21:58:55 -03 Maximum FlexCredit cost: 0.337 for the whole batch.
Use 'Batch.real_cost()' to get the billed FlexCredit cost after the Batch has completed.
Output()
21:59:04 -03 Batch complete.
Output()
Carry out multipole decomposition for each simulation.
MDs = []
EDs = []
for r in r_list:
sim_data = batch_data_me[str(r)]
Ed, Md, Eq, Mq = run_me(sim_data)
EDs.append(Ed)
MDs.append(Md)
Now, we analyze the position of the resonance peak of the electric and magnetic dipole.
freq_ed = 1e15
freq_md = 1e15
max_ed = []
max_md = []
freqs = sim.monitors[0].freqs
for i in range(len(MDs)):
# electric and magnetic dipole contributions
Ed = np.array(EDs[i])
Md = np.array(MDs[i])
# ignore the data to the lower frequencies of the last resonance to make sure we will follow the same resonance
Ed[freqs > freq_ed] = 0
Md[freqs > freq_md] = 0
idx_ed = np.argmax(Ed)
idx_md = np.argmax(Md)
freq_ed = freqs[idx_ed]
freq_md = freqs[idx_md]
max_ed.append(td.C_0 / freqs[idx_ed])
max_md.append(td.C_0 / freqs[idx_md])
As we can see, the electric and magnetic components are at the same frequency for a disk diameter of around 0.29 µm. The results match very well the ones presented on figure 1 of the reference paper.
fig, ax = plt.subplots()
ax.plot(2 * r_list, max_ed, label="electric dipole", color="blue")
ax.plot(2 * r_list, max_md, label="magnetic dipole", color="red")
ax.set_xlabel("wavelength (µm)")
ax.set_ylabel("disk diameter")
ax.set_ylim(0.85, 1.6)
ax.legend()
plt.show()

# electric and magnetic contributions to the diameter in which the resonances are close in frequency
idx = np.argmin(abs(r_list - 0.29 / 2))
fig, ax = plt.subplots()
ax.plot(td.C_0 / freqs, EDs[idx], label="electric dipole", color="blue")
ax.plot(td.C_0 / freqs, np.array(MDs[idx]), label="magnetic dipole", color="red")
ax.set_xlabel("wavelength (µm)")
ax.set_ylabel("Scattering cross-section (a.u.)")
ax.legend()
plt.show()

Backscattering suppression¶
Now, we can simulate a periodic array of disks, and analyze the spectral transmittance and reflectance.
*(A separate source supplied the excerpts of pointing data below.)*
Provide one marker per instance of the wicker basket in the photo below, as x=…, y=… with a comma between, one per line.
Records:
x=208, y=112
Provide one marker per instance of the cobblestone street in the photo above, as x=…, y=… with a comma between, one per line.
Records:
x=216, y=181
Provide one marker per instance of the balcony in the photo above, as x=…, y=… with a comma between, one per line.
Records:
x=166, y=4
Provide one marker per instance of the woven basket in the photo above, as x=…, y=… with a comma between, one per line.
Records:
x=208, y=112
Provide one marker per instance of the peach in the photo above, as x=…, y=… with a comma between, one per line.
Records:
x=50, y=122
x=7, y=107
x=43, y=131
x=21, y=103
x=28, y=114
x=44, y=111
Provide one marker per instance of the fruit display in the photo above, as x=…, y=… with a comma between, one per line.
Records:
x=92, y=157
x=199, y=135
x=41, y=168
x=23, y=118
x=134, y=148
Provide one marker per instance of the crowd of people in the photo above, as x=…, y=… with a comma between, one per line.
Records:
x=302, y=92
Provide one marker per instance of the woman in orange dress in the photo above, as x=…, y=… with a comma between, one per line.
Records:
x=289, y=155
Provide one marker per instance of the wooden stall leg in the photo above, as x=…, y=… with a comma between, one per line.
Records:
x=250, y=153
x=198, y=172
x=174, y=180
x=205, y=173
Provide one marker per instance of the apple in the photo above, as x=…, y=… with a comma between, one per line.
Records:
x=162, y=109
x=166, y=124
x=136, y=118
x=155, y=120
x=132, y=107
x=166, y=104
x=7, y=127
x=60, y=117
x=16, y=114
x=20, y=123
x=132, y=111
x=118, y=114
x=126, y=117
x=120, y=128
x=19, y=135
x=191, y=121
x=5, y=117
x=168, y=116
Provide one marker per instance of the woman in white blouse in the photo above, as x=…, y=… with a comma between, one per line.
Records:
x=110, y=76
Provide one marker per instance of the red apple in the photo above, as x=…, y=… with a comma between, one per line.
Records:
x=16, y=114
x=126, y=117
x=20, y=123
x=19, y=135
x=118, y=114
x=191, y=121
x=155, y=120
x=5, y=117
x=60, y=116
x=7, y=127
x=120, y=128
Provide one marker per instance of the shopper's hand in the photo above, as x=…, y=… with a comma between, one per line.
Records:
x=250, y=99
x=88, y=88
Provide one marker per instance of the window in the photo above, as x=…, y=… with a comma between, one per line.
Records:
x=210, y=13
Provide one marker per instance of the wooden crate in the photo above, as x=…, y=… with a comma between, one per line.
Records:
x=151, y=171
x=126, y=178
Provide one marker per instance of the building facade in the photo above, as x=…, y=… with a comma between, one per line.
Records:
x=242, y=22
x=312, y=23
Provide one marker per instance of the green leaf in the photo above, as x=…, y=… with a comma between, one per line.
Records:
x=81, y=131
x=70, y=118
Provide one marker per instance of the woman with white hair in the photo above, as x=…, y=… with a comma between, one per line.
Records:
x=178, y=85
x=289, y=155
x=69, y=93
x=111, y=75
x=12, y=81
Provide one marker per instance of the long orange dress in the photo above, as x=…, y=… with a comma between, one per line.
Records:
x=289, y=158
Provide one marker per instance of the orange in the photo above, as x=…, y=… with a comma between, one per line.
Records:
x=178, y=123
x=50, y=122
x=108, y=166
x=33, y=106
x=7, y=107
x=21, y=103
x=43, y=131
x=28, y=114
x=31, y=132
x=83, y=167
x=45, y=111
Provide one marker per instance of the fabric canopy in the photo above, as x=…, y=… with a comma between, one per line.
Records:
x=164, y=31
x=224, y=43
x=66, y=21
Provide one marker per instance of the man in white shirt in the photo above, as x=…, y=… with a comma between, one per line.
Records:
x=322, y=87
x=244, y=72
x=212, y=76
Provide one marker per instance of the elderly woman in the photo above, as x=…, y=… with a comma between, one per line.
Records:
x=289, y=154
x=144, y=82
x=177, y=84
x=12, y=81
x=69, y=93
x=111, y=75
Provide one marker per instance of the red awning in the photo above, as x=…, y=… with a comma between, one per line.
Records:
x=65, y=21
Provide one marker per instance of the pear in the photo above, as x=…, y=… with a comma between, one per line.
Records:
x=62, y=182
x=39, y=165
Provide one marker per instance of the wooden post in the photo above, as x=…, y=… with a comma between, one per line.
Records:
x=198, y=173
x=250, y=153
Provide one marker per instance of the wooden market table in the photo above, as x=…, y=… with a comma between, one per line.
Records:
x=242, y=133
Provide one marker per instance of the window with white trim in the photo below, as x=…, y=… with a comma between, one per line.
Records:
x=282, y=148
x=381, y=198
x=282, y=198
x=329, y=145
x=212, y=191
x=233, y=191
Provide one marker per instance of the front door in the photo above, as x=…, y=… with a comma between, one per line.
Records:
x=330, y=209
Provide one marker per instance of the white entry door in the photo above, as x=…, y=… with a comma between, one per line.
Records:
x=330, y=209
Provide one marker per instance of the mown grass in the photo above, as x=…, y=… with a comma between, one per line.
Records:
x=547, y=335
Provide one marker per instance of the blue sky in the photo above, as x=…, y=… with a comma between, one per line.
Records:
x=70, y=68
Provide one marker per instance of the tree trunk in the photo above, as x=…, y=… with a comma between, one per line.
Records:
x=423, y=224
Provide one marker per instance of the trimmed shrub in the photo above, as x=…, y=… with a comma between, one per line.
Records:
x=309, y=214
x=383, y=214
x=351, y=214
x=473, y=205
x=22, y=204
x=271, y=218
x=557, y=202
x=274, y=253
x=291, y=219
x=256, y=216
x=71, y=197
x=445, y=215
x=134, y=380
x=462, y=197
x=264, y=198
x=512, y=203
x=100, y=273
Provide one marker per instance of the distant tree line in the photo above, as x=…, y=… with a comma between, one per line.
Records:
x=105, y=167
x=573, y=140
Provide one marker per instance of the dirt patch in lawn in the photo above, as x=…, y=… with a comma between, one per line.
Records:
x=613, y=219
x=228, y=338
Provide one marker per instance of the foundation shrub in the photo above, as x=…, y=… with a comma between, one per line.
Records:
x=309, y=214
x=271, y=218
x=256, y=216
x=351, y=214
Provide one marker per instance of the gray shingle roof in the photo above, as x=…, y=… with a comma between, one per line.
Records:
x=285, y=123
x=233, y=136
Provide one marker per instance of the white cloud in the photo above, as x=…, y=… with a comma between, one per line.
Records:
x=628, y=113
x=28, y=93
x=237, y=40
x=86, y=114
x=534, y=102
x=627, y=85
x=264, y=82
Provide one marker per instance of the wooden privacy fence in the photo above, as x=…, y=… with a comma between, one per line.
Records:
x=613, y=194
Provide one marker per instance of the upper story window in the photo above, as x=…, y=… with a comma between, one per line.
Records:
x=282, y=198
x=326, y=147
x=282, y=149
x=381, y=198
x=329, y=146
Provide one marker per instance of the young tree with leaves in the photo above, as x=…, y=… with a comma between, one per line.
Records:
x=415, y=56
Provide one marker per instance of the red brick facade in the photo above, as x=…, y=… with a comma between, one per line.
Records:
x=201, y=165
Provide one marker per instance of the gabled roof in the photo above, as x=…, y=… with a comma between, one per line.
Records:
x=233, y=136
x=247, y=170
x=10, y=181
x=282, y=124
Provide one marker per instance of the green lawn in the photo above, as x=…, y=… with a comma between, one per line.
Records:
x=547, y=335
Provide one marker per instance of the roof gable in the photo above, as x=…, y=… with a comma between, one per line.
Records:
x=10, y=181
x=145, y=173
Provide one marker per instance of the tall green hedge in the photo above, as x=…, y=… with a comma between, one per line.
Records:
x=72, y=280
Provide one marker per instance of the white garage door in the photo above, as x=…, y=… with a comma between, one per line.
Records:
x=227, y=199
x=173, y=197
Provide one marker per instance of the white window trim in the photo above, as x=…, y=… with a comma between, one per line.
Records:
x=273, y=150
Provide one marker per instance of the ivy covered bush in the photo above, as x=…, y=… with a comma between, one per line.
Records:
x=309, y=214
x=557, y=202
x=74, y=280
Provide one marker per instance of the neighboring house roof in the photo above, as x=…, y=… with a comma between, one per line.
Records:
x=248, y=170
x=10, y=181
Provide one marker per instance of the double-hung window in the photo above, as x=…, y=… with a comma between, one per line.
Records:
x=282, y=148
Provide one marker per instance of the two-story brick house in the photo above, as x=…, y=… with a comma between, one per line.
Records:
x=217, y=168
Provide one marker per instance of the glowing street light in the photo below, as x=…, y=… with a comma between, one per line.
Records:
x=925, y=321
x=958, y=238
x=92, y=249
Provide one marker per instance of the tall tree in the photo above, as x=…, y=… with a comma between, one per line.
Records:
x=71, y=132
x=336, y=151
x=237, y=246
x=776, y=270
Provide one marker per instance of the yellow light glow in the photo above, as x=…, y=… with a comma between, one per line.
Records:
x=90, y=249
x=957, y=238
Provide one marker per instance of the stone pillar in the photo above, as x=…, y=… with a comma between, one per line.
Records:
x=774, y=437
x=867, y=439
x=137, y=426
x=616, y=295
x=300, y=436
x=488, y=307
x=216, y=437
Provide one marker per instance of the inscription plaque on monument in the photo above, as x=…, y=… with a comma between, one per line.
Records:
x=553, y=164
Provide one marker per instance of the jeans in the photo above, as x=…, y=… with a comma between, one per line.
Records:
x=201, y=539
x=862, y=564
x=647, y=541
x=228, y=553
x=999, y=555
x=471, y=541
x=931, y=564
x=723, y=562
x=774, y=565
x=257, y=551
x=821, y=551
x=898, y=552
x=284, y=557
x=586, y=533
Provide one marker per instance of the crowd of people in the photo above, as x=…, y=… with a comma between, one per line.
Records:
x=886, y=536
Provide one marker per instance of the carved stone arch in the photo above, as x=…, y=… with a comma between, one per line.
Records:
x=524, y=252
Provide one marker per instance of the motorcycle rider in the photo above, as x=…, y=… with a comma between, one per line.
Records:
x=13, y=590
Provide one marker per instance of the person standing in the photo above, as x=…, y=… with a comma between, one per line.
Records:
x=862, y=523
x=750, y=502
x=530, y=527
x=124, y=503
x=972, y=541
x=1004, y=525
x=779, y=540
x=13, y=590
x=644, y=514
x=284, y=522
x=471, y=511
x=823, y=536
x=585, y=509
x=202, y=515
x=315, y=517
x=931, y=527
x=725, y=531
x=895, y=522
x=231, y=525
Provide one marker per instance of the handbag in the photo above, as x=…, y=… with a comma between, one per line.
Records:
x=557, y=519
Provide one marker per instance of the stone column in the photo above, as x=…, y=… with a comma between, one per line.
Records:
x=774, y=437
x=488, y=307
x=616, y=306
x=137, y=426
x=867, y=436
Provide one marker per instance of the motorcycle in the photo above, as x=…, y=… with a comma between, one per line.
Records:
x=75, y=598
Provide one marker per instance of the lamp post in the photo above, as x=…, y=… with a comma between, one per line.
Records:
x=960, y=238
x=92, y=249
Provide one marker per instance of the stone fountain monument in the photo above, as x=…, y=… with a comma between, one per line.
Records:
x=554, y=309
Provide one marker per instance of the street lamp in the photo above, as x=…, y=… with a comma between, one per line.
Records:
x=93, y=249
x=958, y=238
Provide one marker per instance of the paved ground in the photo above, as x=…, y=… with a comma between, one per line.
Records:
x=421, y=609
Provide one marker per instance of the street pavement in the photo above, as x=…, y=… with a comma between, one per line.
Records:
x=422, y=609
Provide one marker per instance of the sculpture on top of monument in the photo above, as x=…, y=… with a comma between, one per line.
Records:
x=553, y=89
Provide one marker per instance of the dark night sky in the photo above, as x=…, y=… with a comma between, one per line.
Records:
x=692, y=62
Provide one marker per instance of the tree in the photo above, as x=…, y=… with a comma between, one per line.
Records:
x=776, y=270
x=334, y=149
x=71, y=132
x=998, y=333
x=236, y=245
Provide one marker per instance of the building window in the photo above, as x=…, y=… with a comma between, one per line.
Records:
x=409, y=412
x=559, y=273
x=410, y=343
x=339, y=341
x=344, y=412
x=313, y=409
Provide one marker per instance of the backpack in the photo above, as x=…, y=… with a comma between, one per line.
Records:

We will define another auxiliary function to return the simulation object, now with a FluxMonitor and Periodic Boundary conditions.
def get_sim(diameter, min_steps_per_wvl=15):
# defining frequencies
wl2 = 1.65
wl1 = 1.25
freq2 = td.C_0 / wl1
freq1 = td.C_0 / wl2
freq0 = freq1 + (freq2 - freq1) / 2
fwidth = (freq2 - freq1) / 2
wl = td.C_0 / freq0
freqs = np.linspace(freq0 - fwidth, freq0 + fwidth, 101)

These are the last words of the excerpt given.